Just 27 percent of companies said their hiring was up in the summer quarter, down from 29 percent in the spring, the National Association for Business Economics survey showed. By contrast, the percentage reporting a hiring increase in 2012’s summer quarter.was 18 percent, the quarterly Industry Survey showed.
Sixty-two percent of participating NABE members said their payrolls remained unchanged in July, August and September, while 12 percent said their hiring fell. In the spring quarter those two hiring percentages were reported as 60 percent steady and 11 percent falling.
At the same time, skilled labor was the most common employer shortage, cited by 25 percent of respondents, the survey found. Sixty-seven percent said they had no shortages.
The results indicated the skilled-labor shortage wasn’t as great as it had been three months earlier, when 33 percent said skilled labor was their biggest shortage.

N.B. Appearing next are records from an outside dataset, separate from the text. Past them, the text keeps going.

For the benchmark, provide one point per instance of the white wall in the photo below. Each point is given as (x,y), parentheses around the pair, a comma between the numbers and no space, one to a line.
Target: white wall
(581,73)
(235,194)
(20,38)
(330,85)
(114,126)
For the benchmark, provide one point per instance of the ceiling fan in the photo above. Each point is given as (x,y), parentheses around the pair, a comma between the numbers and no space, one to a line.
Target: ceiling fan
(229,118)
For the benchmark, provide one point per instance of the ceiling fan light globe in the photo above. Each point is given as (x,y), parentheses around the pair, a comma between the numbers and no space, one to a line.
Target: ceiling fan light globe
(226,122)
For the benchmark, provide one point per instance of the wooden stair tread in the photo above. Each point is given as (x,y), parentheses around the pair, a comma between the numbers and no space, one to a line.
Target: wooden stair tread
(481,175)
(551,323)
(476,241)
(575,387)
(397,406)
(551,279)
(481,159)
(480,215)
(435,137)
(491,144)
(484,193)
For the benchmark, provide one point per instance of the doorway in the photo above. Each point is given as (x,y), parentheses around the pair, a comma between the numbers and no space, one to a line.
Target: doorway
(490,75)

For the first time in two quarters, unskilled labor was mentioned by 3 percent of respondents as the biggest shortage, up from zero in the spring survey, released in July, and 2 percent in April, but equal to the year-ago percentage, the survey found.
Looking forward, 37 percent said they expected their firms to expand payrolls in the next six months, down from 39 percent who said this in July but up from the 28 percent who said this a year ago.
Fifty-three percent said they expected their firms’ employment to remain unchanged over the next two quarters, similar to results all this year, while 10 percent said they expected payrolls to decline.
Five percent said they anticipate the decline will come through attrition, while 5 percent said they expected layoffs.
Members of the NABE finance, insurance and real estate sector expected the greatest employment growth, followed by services, goods producers, and transportation, utilities, information and communications.
Concerning the Affordable Care Act, 81 percent reported no employment changes over the summer as respondents’ companies geared up for the healthcare law’s new provisions, some of which went into effect Oct. 1.
About 18 percent reported a “negative effect” and some 2 percent reported a “positive effect.”
The Barack Obama Administration said July 2 it would delay until 2015 the so-called employer mandate, which requires companies with at least 50 employees to provide affordable health insurance to workers or pay a penalty.
A smaller majority of 76 percent respondents to the NABE survey said they expected no employment changes over the next 12 months due to the health law, sometimes called “Obamacare,” with 22 percent anticipating a negative effect and 2 percent expecting a positive effect.
Sixty NABE members — business economists and others who use economics in the workplace — participated in the business-conditions survey, conducted from Sept. 16 to Oct. 1. The survey is not a random sampling intended to represent an entire population and NABE reported no margin of error.